Hallo Christoph.
Weißt du eigentlich, wie schwer es ist, Arbeitnehmer im Bildungsbereich dauerhaft zu beschäftigen?
Ja, das weiß ich ungefähr. Schließlich war ich auch ein paar Jahre lang Ausschußvorsitzender für "Bildung und Kultur" und habe die dafür zuständige Verwaltungsebene (manche nennen es "politische Ebene") kennengelernt.

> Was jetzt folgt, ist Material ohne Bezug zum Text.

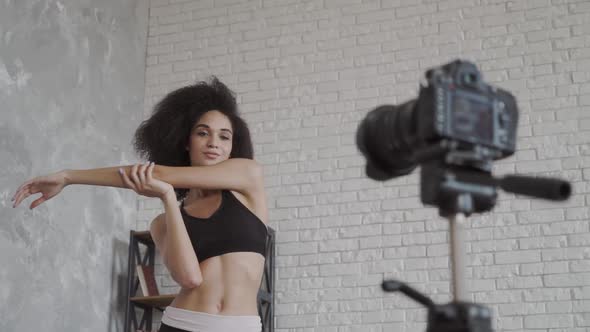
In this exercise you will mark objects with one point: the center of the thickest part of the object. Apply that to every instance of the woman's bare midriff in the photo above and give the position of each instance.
(230, 286)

Die politische Ebene ist aber nicht die Arbeitgeberseite. Ich bin Schatzmeister eines Bildungswerks und habe darüber sehr tiefe Einblicke in die Strukturen der Erwachsenenbildung. Zunächst ist dazu festzuhalten, dass sich Erwachsenenbildung nie und nimmer selber tragen kann. Da ist es egal, ob es um politische Bildung, Ausbildung von sog. Benachteiligten oder von Immigranten geht. Also ist man auf Zuschüsse von staatlicher Seite angewiesen. Mein Bildungswerk hat innerhalb der letzten 3 Jahre eine Halbierung der Zuschüsse verkraften müssen! Sowas kann man nicht auf Teilnehmergebühren umlegen. Selbst die geförderten Maßnahmen (Arbeitsagentur, BFD der Bundeswehr u.ä.) sind ein äußerst gefährliches Spiel, denn in der Regel machen diese Einrichtungen befristete Verträge, du weißt also nicht, ob du nächstes Jahr noch alle Dozenten brauchst. Machst du nun befristete Arbeitsverträge, so geht das nur zweimal, danach kannst du auf dem Papier befristen wie du willst, arbeitsrechtlich ist das ein unbefristeter Vertrag. Ergo entlässt man die fest angestellten Dozenten und bucht sie als Freiberufler, wenn man sie braucht. Viele, mit denen ich gesprochen habe, sehen die Selbstständigkeit übrigens als Chance, da man viel flexibler ist und für verschiedenste Auftraggeber tätig sein kann, was bei Anstellungsverhältnissen nur in sehr eingeschränktem Maße möglich ist.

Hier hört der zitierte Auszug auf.